Un primer aspecto de descuido o de torpeza es el hecho de que haya tantos jerarcas y figuras del gobierno metiendo la cuchara. Tenemos al Presidente, que se mantuvo firme y coherente en todas sus declaraciones públicas (hasta la fatídica mañana en Santiago de Chile). Ha intervenido el subsecretario del Ministerio de Vivienda, Ordenamiento Territorial y Medio Ambiente y también lo hizo alguna vez el Ministro Arana cuando estuvo de paso por Montevideo. En un momento dado el Ministro de Ganadería resolvió tomar el toro por las guampas y tramitó algo en una reunión en Buenos Aires con el Canciller argentino. Luego entró como refuerzo el inefable senador Saravia, proponiendo que nos adiestrásemos en el manejo de las armas porque la región se estaba poniendo áspera. El Canciller Gargano, por supuesto, tuvo sus intervenciones diciendo que no había diálogo cuando compañeros suyos estaban tratando de entablarlo y otras por el estilo. También el Vicepresidente terció a su momento calificando de impertinentes las palabras del Presidente argentino ante el Congreso de su país. (Yo hubiera calificado del mismo modo las palabras de Kirchner, pero no se puede negar que la polifonía, en este caso, juega en contra). Finalmente (o desde el comienzo) detrás de todo esto operaba el menos indicado de todos para resistir presiones: el Dr.
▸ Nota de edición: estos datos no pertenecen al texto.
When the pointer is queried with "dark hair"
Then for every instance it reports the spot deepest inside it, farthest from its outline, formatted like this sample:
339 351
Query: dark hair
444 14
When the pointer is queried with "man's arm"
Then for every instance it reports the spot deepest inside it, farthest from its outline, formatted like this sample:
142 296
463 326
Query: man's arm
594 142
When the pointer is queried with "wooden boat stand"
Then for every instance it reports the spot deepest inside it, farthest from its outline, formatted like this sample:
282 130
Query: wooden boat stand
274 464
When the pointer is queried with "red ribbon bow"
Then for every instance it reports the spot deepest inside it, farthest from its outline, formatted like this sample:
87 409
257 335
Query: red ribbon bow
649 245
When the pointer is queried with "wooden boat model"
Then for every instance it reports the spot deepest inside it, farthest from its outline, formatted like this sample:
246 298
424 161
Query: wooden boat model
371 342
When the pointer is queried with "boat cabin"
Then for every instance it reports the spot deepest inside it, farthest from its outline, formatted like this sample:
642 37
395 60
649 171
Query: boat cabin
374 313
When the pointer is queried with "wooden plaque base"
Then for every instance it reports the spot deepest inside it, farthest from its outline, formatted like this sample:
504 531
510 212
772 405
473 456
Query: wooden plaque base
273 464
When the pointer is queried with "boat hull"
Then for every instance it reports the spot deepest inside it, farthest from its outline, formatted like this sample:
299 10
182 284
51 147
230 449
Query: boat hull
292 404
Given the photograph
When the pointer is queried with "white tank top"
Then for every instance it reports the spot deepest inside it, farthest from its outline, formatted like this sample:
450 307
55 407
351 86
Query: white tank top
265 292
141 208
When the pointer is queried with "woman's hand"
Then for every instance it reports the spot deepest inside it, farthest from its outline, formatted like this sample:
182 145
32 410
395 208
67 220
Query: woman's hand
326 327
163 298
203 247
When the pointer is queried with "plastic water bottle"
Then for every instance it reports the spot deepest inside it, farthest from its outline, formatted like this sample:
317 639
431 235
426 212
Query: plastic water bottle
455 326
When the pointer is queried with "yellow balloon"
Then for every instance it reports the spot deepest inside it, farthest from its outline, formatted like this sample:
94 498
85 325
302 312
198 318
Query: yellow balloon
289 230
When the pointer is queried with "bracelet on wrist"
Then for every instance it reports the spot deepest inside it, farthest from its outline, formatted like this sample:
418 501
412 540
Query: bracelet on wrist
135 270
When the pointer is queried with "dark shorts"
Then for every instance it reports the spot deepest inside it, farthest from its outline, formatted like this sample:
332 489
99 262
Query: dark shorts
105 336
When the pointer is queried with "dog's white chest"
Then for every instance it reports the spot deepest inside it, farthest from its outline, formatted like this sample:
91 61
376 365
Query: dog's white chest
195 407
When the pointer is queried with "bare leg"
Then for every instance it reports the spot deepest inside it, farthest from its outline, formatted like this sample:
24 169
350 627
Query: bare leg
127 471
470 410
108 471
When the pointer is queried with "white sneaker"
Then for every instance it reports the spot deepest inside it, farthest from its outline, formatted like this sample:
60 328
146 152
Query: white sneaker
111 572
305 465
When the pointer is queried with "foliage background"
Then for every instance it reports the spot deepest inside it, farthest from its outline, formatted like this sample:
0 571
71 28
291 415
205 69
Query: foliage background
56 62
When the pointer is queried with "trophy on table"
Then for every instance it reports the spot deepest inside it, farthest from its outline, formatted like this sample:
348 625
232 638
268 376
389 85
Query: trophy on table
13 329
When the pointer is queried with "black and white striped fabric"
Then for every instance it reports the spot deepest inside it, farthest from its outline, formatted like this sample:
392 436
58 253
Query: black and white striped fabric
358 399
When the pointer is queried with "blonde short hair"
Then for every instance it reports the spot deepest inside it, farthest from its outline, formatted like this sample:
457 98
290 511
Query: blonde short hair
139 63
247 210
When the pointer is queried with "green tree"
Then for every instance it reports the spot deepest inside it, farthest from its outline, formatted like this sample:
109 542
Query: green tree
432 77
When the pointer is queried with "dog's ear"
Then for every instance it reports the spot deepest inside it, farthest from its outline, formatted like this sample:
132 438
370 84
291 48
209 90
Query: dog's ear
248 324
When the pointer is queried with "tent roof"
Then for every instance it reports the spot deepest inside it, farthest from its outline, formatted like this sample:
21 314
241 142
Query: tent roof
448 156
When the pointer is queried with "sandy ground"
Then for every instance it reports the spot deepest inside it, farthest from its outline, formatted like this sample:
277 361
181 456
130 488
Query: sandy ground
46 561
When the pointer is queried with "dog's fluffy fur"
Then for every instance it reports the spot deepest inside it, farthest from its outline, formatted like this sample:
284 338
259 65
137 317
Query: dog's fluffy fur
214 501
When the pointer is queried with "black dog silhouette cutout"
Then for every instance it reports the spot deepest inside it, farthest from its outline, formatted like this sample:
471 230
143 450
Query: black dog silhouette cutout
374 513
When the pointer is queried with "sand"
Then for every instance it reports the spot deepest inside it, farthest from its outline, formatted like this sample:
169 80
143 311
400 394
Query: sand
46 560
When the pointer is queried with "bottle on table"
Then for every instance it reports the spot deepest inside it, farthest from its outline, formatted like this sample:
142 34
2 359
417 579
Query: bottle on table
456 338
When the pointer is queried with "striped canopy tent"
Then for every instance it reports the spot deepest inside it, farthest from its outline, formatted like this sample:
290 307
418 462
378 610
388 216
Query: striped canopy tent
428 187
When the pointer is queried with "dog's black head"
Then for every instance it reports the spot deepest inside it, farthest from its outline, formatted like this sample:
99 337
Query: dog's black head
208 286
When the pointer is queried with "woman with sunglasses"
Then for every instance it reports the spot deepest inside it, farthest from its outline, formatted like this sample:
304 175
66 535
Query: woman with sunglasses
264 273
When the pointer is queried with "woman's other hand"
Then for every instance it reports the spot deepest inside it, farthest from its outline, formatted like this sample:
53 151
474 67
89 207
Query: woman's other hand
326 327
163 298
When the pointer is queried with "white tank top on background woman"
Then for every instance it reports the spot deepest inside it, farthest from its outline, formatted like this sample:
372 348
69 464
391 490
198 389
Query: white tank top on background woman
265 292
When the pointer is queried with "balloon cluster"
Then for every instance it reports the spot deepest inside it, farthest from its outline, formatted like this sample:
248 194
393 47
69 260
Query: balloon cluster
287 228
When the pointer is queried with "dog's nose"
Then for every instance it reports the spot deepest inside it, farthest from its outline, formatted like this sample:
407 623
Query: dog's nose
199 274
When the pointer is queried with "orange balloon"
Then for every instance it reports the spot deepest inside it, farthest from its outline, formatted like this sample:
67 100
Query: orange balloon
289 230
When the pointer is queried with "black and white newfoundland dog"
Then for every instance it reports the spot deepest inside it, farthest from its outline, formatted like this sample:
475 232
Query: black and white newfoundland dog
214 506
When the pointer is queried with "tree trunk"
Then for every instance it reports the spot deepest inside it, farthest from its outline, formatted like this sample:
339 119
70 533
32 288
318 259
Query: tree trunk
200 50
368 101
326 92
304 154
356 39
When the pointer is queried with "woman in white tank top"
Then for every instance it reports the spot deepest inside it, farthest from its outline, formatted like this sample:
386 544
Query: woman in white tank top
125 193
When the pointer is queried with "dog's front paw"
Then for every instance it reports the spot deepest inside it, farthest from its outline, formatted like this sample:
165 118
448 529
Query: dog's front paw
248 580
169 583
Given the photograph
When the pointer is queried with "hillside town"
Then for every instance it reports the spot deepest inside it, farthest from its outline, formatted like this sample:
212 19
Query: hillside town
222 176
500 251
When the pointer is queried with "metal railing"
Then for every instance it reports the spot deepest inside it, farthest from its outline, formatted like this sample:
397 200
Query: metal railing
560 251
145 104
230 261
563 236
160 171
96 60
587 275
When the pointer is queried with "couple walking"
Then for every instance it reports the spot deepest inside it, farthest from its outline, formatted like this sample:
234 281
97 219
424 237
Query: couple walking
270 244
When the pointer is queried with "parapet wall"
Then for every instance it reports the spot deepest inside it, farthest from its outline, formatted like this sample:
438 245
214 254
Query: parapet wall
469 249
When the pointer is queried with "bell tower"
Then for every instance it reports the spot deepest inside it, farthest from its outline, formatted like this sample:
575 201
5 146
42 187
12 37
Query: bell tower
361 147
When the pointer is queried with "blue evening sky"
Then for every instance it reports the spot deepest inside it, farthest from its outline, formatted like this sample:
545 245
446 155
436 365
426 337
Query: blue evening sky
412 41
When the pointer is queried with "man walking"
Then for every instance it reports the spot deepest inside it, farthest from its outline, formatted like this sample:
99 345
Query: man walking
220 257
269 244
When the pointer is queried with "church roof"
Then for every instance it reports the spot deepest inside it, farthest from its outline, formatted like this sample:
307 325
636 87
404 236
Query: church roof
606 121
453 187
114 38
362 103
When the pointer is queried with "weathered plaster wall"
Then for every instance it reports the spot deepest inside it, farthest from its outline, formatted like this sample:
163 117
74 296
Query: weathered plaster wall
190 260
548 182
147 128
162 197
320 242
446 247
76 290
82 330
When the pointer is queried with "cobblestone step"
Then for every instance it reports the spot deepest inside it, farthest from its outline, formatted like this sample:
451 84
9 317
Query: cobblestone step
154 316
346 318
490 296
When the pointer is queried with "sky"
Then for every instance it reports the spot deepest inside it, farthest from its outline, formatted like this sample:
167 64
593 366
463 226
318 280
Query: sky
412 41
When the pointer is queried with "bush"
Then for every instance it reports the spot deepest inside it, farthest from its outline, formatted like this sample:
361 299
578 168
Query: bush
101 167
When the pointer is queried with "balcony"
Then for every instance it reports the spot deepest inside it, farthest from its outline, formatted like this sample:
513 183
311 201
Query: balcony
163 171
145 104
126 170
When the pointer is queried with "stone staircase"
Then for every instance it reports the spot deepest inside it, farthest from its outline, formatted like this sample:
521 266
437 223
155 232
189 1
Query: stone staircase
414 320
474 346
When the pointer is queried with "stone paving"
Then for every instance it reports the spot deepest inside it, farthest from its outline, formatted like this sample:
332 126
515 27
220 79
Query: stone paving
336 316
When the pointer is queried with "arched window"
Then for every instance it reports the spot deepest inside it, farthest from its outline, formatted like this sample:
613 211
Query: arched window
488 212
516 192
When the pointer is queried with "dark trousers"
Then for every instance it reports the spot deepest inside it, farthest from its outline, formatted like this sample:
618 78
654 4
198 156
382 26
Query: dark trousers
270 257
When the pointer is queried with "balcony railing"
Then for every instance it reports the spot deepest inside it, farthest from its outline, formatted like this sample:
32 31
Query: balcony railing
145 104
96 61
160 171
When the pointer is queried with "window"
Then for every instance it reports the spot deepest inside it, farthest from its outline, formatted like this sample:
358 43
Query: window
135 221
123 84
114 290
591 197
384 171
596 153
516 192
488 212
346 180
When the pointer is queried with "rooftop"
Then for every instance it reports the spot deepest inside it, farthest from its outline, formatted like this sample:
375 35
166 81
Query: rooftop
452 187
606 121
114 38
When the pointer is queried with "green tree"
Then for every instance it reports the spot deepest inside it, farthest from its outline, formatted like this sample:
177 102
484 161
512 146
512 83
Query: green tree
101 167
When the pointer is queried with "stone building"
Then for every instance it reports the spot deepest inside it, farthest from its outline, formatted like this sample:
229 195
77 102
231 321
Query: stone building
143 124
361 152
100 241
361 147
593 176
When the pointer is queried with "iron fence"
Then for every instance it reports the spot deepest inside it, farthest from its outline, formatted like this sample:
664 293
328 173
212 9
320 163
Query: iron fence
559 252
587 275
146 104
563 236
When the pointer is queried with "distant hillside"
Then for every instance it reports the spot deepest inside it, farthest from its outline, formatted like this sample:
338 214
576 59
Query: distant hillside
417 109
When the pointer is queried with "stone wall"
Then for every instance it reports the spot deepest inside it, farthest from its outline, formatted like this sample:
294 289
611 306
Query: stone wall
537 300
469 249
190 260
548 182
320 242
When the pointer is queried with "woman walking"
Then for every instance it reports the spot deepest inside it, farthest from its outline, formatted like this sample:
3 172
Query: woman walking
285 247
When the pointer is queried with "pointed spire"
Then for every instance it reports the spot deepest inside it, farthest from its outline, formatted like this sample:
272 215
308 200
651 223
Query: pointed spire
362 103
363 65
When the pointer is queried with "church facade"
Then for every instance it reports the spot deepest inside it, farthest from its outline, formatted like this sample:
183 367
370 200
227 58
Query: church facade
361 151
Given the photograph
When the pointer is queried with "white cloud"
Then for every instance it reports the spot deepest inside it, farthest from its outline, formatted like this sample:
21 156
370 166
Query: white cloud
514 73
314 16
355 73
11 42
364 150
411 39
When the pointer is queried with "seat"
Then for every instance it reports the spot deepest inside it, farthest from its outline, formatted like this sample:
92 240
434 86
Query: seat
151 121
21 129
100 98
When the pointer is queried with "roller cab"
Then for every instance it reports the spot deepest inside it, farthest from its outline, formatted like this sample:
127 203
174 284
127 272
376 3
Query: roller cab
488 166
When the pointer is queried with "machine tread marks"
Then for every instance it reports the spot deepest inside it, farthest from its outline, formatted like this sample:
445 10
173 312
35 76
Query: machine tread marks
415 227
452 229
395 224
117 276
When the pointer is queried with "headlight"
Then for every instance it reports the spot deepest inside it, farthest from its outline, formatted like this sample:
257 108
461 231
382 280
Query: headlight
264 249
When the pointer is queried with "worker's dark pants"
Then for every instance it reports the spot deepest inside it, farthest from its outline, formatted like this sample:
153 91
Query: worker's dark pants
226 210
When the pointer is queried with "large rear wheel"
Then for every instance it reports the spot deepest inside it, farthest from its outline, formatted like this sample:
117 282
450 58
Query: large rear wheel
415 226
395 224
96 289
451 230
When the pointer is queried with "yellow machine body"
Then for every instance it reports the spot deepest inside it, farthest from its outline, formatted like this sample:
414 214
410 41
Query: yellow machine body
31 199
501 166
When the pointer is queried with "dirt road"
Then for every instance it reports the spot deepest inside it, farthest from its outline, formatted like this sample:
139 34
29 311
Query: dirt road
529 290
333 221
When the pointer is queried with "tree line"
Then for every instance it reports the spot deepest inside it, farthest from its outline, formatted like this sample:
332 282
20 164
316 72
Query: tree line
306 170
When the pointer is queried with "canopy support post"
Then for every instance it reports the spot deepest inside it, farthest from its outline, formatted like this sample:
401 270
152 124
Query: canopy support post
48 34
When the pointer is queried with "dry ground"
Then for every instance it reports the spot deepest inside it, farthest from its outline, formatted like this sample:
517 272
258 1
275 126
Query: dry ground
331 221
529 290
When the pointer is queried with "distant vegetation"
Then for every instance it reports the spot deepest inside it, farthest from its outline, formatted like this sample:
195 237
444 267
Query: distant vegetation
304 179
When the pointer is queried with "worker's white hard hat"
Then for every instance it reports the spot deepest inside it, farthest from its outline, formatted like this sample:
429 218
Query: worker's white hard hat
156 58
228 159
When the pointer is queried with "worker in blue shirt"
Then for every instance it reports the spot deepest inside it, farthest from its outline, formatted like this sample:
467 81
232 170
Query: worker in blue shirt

Gonzalo Fernández, secretario de Presidencia.
Con un manejo de la crisis de las características arriba reseñadas, ni nos tomaron en serio en la Argentina, ni pudimos contar con el apoyo o la benevolencia de países amigos u organismos internacionales, reticentes por unanimidad a intervenir en una cuestión donde cada día traía una nueva sorpresa. Ese manejo rudimentario, caracterizado por lo que ahora se llama déficit institucional, ha comprometido el éxito de una causa justa, en la que a Uruguay le asiste toda la razón, y donde se juega un beneficio económico muy grande. Ahora, después del encuentro de Chile, no sabemos en qué terreno nos encontramos. En un momento no sabíamos cómo habría de ser el final del litigio, pero sabíamos dónde estábamos parados y aguantábamos bien. ¿Ahora?
Un gobierno tiene la obligación de velar por ciertos bienes colectivos de impacto general: el equilibrio de las cuentas fiscales, el nivel de ocupación laboral, la estabilidad de la moneda, etc. Pero hay un patrimonio nacional de los uruguayos que es más importante que todo eso y de cuya custodia es responsable el gobierno: la autoestima de este pueblo, el respeto por sí mismo y el que se ha ganado frente a los otros países. No hay base más sólida para el funcionamiento y progreso de esta sociedad que el hecho de que sus habitantes puedan enfrentar las vicisitudes de la vida con altiva dignidad.